13 November 2005

We stirred this pot of shit

Now here's something that gets up my hooked nose. Everybody and their pious shvesters are getting credit for our work, now they are all lining to get in on the act.
I mean, we toil, plan, scrutinize, invest time effort and technology. We rally up the masses, our agents slip in and out of Mosques all over the fuckin land of snotty arrogant snail slurpers, and our drone in the White house gets all the bleeding credit.

We need to set something straight here. We spent months in the field with the sons of Ishmael and Kush, revving up those cheese cloth clad clerics, firing up the zeal. Went into the really small details, provided those Muezzin screamers with brand new top-of-the fuckin range Hip-Hop amplifiers and speakers. Even wrote the sermons for the squeaky moaners. We circulated proof that Dominique de Villepin has a Jew mother and papers that Nicolas Sarkozy was really Nachman Zalman Sarkowski of Krakow, son of an Elder shyster. We trucked in shit loads of empty bottles, taught the Shabab to mix in the fuel some liquid propellant, even had to ship in the wick cloth. However, nothing could prepare our men in the field for the incompetence these hot heads showed on the streets, their aiming prowess and lack of organization bewildered us. The Maiden, who's an extremely creative and resourceful agent provocateur, came up with a remarkable solution; within hours she had the best the Intifada could offer on the Parisian streets. Yes, the El Aqsa brigade trainers, masters of the over arm technique were flown in. In the pipelines, a Qassam rocket disguised to look for all intents and purposes like a Baguette.



Now I don't want to sound judgmental, but these Shabab riff-raff are a real bunch of fuckin dimwits. Our instructions were fairly simple; when you see a Citroen, toast the car next to it (Needless to say, our French steel recycling plants have been doing very well recently).

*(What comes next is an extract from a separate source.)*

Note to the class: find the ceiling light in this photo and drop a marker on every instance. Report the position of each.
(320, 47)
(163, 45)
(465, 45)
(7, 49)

The instructions would have been understood even by the fart fueled simpleton Chirac. Andre Citroen (formerly Limon) was the first Elder that bought the power of great marketing as a tool for global domination to our council. The man could sell the ugliest most inadequately quirky bastard cars to the uncouth masses. His passion was used strategically as a direct retaliation for that Dreyfus affair. It took the baguette munchers decades to get the fucking joke; they were building their "National Motoring" pride, based on that Deux Chevaux washing board Andre sold them.

We want to make this perfectly clear, we stirred this pot of shit. The mark of the Elders will be recognized and acknowledged.

2 comments:

Judeosphere said...

You're being way too oversensitive about this. We control the White House, so credit is still ours. (Dance little puppets, DANCE!!!)

SnoopyTheGoon said...

Maybe it is time to send TheMaiden over the pond, to put things straight there?